Se lancer dans un processus de transmission, c’est valoriser sa maison. Sur tous les points. Mais comment appréhender cette problématique. Bien souvent, il faut sortir, prendre du recul et jauger son bien. Le regarder sous tous les angles, en faire un examen exhaustif. Voilà quelques clés.

Les derniers bilans de votre activité sont les fondations de la transmission.
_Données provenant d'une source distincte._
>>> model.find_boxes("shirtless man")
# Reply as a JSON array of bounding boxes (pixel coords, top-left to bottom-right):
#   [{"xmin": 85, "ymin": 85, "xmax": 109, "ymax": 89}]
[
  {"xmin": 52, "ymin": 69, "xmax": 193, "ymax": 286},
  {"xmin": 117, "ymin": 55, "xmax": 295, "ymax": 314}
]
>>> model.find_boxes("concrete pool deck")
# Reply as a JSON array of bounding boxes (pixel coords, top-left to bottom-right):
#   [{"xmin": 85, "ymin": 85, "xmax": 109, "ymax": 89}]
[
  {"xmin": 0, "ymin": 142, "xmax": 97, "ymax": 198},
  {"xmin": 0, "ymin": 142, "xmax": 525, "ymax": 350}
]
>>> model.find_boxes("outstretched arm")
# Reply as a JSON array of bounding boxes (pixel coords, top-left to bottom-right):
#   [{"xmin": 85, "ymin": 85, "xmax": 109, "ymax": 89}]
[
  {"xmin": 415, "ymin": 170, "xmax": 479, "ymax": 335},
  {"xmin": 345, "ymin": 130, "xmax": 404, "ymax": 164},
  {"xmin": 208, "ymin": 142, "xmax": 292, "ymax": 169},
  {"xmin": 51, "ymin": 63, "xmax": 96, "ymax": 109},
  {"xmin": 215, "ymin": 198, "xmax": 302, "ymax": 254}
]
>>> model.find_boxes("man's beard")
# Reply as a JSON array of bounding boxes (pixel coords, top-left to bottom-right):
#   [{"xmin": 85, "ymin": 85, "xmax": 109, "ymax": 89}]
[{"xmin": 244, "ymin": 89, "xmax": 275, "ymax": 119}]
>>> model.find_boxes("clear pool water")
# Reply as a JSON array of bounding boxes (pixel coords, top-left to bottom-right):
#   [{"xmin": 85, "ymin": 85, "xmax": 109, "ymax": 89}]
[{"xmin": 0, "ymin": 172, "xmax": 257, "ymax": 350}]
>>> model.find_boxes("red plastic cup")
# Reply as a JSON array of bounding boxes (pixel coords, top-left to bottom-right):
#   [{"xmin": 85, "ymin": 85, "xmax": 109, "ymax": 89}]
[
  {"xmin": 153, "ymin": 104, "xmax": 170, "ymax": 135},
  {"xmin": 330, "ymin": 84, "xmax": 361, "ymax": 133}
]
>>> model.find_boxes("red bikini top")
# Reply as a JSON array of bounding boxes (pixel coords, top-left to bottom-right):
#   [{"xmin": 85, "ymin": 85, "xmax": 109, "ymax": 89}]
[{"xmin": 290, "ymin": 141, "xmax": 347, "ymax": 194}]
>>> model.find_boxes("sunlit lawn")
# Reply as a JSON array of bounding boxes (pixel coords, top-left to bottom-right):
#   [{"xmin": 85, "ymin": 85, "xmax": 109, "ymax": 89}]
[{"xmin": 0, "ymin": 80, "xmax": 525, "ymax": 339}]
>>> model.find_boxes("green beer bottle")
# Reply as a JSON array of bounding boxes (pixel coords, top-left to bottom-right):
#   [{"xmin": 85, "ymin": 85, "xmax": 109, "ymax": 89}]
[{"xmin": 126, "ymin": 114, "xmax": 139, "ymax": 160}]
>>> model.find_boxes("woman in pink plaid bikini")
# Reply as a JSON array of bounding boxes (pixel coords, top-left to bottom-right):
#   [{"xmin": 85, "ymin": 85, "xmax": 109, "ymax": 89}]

Ils garantissent un ancrage sécurisé pour le repreneur. Le porte-feuille clients, ce sont les murs porteurs, ils assurent la solidité de l’édifice dans sa globalité. La charpente est quant à elle constituée de votre personnel, elle vous protège, elle doit être entretenue régulièrement. Et puis il y a aussi les huisseries, des ouvertures vers autant d’opportunités qui mettent l’horizon des affaires au vu du repreneur. Dans ce cas, là, comme souvent, plus le vis-à-vis de la concurrence est éloigné, mieux c’est !

C’est l’état des lieux du bâtiment qui déterminera en grande partie les conditions de reprise. Mais on n’oublie pas, comme nous avons pu le souligner dans nos précédents épisodes, toute l’importance de la tenue de la maison. Cette dimension très humaine qui constitue l’un des premiers arguments pour qui veut élire domicile. Se sentir bien chez soi, ce n’est pas rien.

Comme dans toute transaction, il faut se prémunir des vices cachés. Aussi bien du côté du cédant que du repreneur. La transparence est l’un des outils essentiels à aiguiser dans le processus de la fabrique de la cession. C’est la truelle qui permettra de cimenter une relation de confiance entre vendeur et acquéreur. C’est ainsi que se construit la continuité. Le sens même de la transmission.